# Thread: Proving that (x-a)^2 is always a factor of \Delta(x)?

1. ## Proving that (x-a)^2 is always a factor of \Delta(x)?

Okay heres the question:

Let $f$ be any polynomial function. Let:

$\tau_a(x) = f'(a)(x-a)+f(a)$

Where:

$f'(x) = \lim_{h \to 0} \frac{f(x+h)-f(x)}{h}$

Also, let the difference between the tangent and $f$ be denoted by $\Delta$, which is defined:

$\Delta_a(x) = f(x) - \tau_a(x) = f(x) - f'(a)(x-a)-f(a)$

Lets look at one example:

For

$f(x) = x^2$

we know that:

$\frac{d}{dx} [f(x)] = f'(x) = 2x$

and that:

$\tau_a(x) = (2a)(x-a)+a^2$

and also that:

$\Delta_a(x) = x^2 - (2ax - 2a^2 +a^2) = x^2 - 2ax +a^2$

Its obvious that since:

$(p-q)^2 = p^2 -2pq + q^2$

We know that $(x-a)^2$ is a factor of $\Delta_a(x)$, specifically that:

$\Delta_a(x) = (1)(x-a)^2$

Now, prove generally, for all polynomial functions $f$, that $\Delta_a(x)$ can always be written in the form:

$\Delta_a(x) = g(x)(x-a)^2$

For some function $g(x)$.

In other words, prove that $(x-a)^2$ is always a factor of $\Delta_a(x)$ for all polynomial $f$.
Okay, so I've been trying to do this with polynomial long division and other such attempts, and I just can't figure it out.
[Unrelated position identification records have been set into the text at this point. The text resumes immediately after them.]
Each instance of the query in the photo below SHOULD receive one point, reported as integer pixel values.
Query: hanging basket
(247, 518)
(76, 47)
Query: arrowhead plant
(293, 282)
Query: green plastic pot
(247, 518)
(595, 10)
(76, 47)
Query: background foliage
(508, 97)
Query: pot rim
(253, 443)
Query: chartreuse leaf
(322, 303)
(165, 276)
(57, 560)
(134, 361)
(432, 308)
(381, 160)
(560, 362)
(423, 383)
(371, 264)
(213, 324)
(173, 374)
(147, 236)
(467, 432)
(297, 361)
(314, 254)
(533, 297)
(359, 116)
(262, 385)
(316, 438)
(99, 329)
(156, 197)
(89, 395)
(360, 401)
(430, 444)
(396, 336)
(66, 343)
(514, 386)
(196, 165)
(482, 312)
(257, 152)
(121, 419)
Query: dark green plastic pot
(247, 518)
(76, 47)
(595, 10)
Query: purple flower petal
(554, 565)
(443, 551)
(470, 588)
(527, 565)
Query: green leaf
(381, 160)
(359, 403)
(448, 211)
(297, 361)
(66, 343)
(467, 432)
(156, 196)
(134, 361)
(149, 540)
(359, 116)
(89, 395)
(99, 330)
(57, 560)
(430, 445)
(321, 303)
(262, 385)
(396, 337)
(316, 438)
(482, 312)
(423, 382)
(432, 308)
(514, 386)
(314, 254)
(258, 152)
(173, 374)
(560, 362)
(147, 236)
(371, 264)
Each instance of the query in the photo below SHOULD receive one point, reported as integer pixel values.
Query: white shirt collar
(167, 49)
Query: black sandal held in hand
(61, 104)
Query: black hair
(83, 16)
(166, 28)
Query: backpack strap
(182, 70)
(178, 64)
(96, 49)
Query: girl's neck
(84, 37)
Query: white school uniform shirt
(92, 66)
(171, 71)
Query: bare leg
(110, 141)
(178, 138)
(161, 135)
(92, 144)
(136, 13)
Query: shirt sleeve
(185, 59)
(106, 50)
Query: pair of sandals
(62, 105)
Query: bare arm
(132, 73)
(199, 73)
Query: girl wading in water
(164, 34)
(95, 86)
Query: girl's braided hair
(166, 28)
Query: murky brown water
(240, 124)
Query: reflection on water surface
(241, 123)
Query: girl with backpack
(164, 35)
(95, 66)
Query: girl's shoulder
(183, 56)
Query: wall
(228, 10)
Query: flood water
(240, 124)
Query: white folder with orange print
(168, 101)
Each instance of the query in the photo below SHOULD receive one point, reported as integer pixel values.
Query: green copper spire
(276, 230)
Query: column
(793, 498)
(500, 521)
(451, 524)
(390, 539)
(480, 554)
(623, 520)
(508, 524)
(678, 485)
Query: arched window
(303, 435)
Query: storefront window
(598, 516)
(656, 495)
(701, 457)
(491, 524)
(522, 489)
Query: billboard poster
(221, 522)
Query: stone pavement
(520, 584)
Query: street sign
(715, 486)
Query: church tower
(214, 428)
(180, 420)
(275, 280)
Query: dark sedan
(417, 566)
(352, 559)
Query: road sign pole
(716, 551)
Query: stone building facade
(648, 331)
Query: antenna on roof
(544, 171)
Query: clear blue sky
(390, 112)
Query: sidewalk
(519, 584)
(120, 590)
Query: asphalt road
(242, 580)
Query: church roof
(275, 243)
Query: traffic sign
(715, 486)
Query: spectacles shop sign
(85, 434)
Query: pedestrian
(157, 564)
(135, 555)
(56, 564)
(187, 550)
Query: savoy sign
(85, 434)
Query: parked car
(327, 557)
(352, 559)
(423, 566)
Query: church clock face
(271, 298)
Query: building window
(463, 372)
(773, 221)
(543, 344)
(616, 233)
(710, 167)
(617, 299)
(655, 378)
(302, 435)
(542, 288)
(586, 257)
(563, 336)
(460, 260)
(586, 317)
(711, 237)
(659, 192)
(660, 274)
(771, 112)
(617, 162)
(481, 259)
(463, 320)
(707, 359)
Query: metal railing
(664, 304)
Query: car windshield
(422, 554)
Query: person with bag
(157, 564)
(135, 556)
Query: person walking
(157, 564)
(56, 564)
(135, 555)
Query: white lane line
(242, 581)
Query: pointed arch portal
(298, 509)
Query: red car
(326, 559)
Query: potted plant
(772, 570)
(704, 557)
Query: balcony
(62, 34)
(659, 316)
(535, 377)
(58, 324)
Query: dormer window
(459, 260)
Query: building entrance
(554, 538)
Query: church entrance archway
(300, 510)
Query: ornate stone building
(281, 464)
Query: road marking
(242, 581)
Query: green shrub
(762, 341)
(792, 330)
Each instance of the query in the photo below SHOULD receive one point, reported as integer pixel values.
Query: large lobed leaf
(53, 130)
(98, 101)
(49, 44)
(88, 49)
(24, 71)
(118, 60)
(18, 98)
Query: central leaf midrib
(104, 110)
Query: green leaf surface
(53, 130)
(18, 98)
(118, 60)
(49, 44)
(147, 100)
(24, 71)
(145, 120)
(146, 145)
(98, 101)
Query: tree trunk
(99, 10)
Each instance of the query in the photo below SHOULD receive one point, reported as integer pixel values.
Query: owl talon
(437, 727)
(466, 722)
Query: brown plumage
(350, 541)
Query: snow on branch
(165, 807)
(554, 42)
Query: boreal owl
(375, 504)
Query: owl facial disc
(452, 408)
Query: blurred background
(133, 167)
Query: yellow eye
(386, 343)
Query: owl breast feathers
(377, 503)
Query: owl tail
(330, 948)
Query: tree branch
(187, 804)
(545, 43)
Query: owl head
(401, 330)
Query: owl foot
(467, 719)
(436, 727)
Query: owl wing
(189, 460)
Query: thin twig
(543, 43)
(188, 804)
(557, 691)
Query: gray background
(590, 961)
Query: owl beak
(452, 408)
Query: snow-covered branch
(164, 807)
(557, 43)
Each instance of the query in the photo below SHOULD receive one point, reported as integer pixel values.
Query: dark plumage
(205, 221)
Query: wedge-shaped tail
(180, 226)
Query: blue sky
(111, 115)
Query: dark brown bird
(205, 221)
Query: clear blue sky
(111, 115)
Any help would be much appreciated. Thanks in advance

2. Since $\Delta_a(x) = f(x) - f(a) - (x-a)f'(a)$, it is obvious that $\Delta_a(x)$ is a polynomial. Also, $\Delta_a(a) = 0$, so by the factor theorem $x-a$ is a factor of $\Delta_a(x)$.

Now differentiate: $\Delta_a'(x) = f'(x) - f'(a)$. Thus $\Delta_a'(a) = 0$, and again by the factor theorem $x-a$ is a factor of $\Delta_a'(x)$. But that means that $x-a$ is a repeated factor of $\Delta_a(x)$. In other words, $(x-a)^2$ divides $\Delta_a(x)$, and so $\Delta_a(x) = g(x)(x-a)^2$ for some polynomial g(x).